Menteri Perencanaan, Pembangunan, dan Inisiatif Khusus Pakistan, Ahsan Iqbal, mengungkapkan bahwa banjir tersebut menyebabkan kerusakan parah di berbagai sektor, terutama pertanian, infrastruktur, dan perumahan.
“Penilaian kebutuhan pascabencana secara menyeluruh masih dilakukan untuk memastikan total kerugian ekonomi akibat bencana ini,” ujar Iqbal saat meluncurkan laporan pembangunan bulanan dan asesmen awal kerusakan banjir, Jumat (17/10).
Iqbal menjelaskan, estimasi awal menunjukkan total kerugian mencapai 822 miliar rupee Pakistan, terdiri atas 430 miliar rupee di sektor pertanian dan 307 miliar rupee di sektor infrastruktur.
Selain itu, sekitar 229.000 rumah dilaporkan rusak di seluruh negeri. Banjir juga menghancurkan 2.811 kilometer jalan, 790 jembatan, 129 gedung publik, 2.267 sekolah, 243 fasilitas kesehatan, 1.297 kawasan komersial, serta 86 infrastruktur air seperti instalasi, sumber air, dan waduk.

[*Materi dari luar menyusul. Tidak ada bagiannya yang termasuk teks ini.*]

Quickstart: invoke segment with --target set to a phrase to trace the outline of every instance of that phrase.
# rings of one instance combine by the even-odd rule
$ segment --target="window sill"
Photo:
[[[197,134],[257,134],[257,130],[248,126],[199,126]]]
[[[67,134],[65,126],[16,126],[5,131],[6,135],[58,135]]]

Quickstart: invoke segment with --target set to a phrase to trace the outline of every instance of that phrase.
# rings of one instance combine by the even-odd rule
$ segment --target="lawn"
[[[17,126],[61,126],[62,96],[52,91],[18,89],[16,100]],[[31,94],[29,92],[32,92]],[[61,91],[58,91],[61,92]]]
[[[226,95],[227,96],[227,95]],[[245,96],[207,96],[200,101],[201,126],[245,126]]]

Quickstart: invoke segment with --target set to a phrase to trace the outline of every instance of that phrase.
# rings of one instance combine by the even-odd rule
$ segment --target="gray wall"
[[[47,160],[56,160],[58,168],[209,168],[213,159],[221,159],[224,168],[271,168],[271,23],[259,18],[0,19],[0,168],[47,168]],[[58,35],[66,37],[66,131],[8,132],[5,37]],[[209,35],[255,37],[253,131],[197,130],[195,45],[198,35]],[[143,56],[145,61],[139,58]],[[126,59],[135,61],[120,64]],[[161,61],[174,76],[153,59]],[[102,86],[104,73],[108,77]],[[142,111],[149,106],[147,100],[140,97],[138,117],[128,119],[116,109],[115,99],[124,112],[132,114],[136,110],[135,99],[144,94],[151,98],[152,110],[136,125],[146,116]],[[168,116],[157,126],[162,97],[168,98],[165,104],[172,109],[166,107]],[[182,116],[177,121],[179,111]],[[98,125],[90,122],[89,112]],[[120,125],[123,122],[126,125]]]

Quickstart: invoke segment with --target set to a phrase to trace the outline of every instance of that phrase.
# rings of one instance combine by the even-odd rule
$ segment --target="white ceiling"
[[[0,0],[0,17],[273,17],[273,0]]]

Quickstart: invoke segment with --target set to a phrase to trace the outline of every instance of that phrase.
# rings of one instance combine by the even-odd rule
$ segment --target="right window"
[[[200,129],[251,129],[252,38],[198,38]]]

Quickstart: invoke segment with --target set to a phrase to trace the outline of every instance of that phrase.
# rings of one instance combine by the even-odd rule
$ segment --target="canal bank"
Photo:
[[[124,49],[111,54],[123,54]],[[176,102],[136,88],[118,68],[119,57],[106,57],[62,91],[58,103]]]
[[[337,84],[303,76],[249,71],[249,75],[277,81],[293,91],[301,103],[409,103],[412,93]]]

Kerusakan besar ini diperkirakan akan menekan pertumbuhan produk domestik bruto (PDB) Pakistan sebesar 0,3 hingga 0,7 poin persentase pada tahun fiskal 2025–2026. Akibatnya, pertumbuhan ekonomi diperkirakan hanya mencapai 3,5–3,9 persen dari target semula 4,2 persen.
Bencana ini juga berpotensi menambah sekitar 220.000 pengangguran baru.
“Di sektor pertanian, kami memperkirakan kehilangan sekitar 3 juta hingga 3,4 juta bal kapas, 1 juta ton beras, dan antara 1,3 juta hingga 3,3 juta ton tebu,” jelas Iqbal.
Ia menambahkan, tingkat kerusakan bervariasi tergantung lama genangan air di masing-masing wilayah. “Di daerah yang airnya cepat surut, dampaknya lebih ringan. Namun di wilayah yang tergenang lama, kerusakannya jauh lebih parah,” katanya.
Pemerintah Pakistan kini fokus menjalankan program rehabilitasi dan pemulihan, dengan prioritas pada pembangunan kembali infrastruktur vital, pemulihan mata pencaharian warga, serta peningkatan ketahanan terhadap bencana iklim di masa mendatang.